Against a backdrop of record inflation and declining purchasing power, the United Kingdom is experiencing an unprecedented social movement. Thursday, December 15, British nurses went on strike to demand increases in the face of soaring prices and the crisis in the public health system.
Nearly 100,000 of them took part in this strike, the first in the hundred and six year history of their union, the Royal College of Nursing (RCN), reflecting the extent of discontent across the Channel. The movement, which must be renewed on December 20, concerns England, Wales and Northern Ireland.
It comes at a time of rare social tension as the holidays approach. From railway workers to border police, many professional categories will be on strike at the end of the year, upsetting the plans of some Britons. The approximately 115,000 employees of the Royal Mail (the post office, privatized in the early 2010s) were privatized on Wednesday and Thursday, in the midst of many gift orders.
Less 20% purchasing power since 2010
The Conservative government, struggling in the polls, is implacable, promising to legislate to reduce the power of the unions and refusing to get involved in the negotiations. But the movement of caregivers is a challenge because the sympathy of the opinion is great for the employees of the free public health system (NHS), long national pride and washed out by ten years of austerity then the pandemic.
The nurses are asking for a salary increase of just over 19% to make up for years of scarcity which have resulted, for the RCN, in a drop in their purchasing power of 20% since 2010 and the arrival of the Conservatives in power. A judged request “unaffordable” by the government.
” We are with you “title on Thursday of the left-wing daily The Daily Mirrorechoing a majority British population in favor of the walkout of nurses according to the polls. “Their fight is our fight”launches the British tabloid in a tweet.

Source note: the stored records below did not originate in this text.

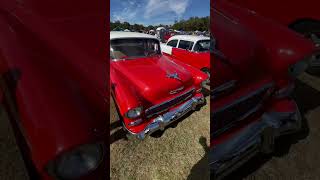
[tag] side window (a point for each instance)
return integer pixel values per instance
(187, 45)
(172, 43)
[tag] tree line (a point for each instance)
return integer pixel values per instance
(192, 24)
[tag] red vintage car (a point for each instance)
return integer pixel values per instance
(149, 89)
(255, 64)
(189, 49)
(53, 85)
(301, 16)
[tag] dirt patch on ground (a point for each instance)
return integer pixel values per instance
(177, 153)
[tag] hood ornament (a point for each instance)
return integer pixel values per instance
(224, 88)
(176, 90)
(174, 76)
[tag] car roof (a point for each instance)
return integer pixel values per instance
(122, 34)
(189, 37)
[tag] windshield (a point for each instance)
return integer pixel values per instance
(203, 46)
(132, 48)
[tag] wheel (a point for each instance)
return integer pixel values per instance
(311, 30)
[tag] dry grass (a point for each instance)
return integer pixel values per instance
(177, 154)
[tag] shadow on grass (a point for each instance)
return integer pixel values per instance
(201, 169)
(159, 133)
(307, 99)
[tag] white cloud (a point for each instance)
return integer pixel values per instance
(160, 7)
(128, 13)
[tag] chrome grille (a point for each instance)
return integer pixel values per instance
(228, 116)
(159, 108)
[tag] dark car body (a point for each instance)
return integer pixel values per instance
(251, 82)
(53, 80)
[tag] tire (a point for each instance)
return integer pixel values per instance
(311, 30)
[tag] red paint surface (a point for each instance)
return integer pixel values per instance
(144, 82)
(257, 51)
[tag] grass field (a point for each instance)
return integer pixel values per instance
(177, 153)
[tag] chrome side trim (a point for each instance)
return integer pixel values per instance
(160, 122)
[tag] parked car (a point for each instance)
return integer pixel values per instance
(190, 49)
(302, 17)
(53, 86)
(255, 64)
(149, 89)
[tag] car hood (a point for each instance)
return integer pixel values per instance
(149, 76)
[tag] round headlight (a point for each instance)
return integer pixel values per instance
(79, 162)
(134, 113)
(298, 68)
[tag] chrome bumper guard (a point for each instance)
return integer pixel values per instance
(258, 137)
(160, 122)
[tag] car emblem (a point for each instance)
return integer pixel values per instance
(176, 90)
(173, 76)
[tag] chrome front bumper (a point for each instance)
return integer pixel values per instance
(160, 122)
(258, 137)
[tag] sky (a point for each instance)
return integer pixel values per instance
(155, 12)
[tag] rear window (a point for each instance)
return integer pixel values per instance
(173, 43)
(187, 45)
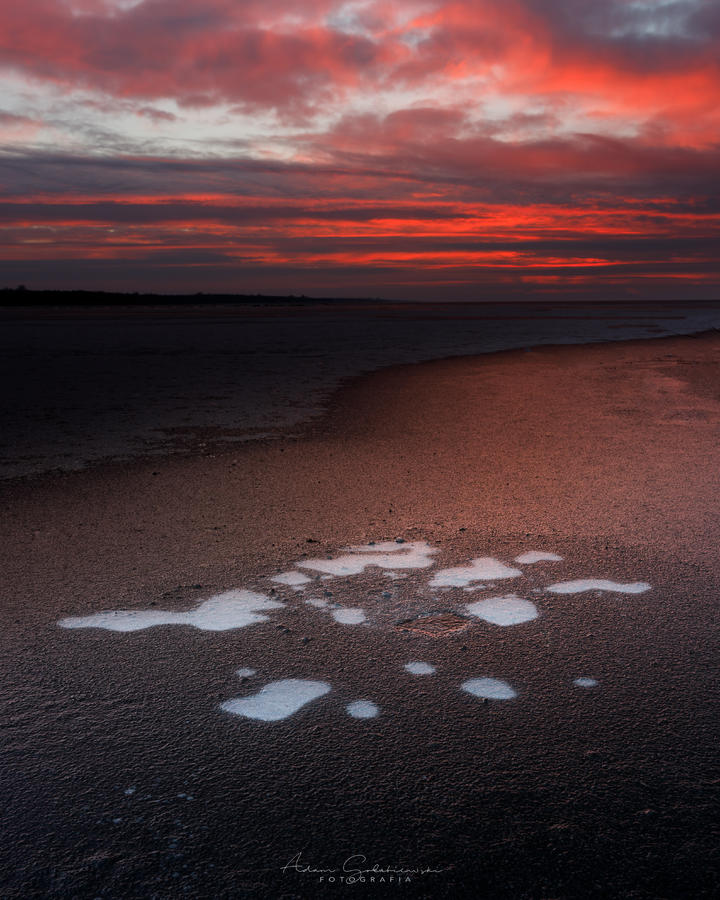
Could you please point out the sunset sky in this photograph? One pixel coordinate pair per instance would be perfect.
(470, 149)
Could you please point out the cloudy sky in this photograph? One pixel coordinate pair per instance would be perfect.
(400, 148)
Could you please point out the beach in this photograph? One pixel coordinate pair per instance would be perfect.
(130, 777)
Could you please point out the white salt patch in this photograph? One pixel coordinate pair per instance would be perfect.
(233, 609)
(351, 616)
(508, 610)
(537, 556)
(485, 568)
(585, 682)
(419, 668)
(291, 578)
(598, 584)
(277, 700)
(491, 688)
(362, 709)
(386, 555)
(317, 602)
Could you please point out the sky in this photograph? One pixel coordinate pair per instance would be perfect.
(404, 149)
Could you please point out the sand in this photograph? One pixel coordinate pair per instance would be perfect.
(129, 779)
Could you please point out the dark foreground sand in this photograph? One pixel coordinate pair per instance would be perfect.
(607, 455)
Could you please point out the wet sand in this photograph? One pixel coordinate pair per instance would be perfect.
(605, 455)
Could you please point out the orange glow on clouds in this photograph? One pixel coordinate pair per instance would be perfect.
(355, 148)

Their fight is our fight Nurses today begin their first strike with the majority of the public backing them Staff… https://t.co/4n6drMxtzR
70,000 medical appointments lost
Health Secretary and former nurse Maria Caulfield announced on Sky News on Thursday that some 70,000 medical appointments and surgeries would be lost in England due to the strike.
“I woke up this morning with a broken heart as a nurse”told the Press Association (PA) agency the general secretary of RCN, Pat Cullen, considering that it was “tragic to have had to lead the profession on strike so that our voices are heard”.
In a UK in the midst of a cost-of-living crisis, with double-digit inflation, nurses’ representatives say their members are skipping meals, struggling to feed and clothe their families and ending up leaving the workplace en masse. NHS. “The workload is horrible. The nurses are burnt out, they cannot provide safe service to patients”, recently explained to Agence France-Presse Mark Boothroyd, an emergency nurse at Saint-Thomas Hospital in London. According to him, many newcomers to the profession leave it because of low salaries, putting those who remain under intense pressure.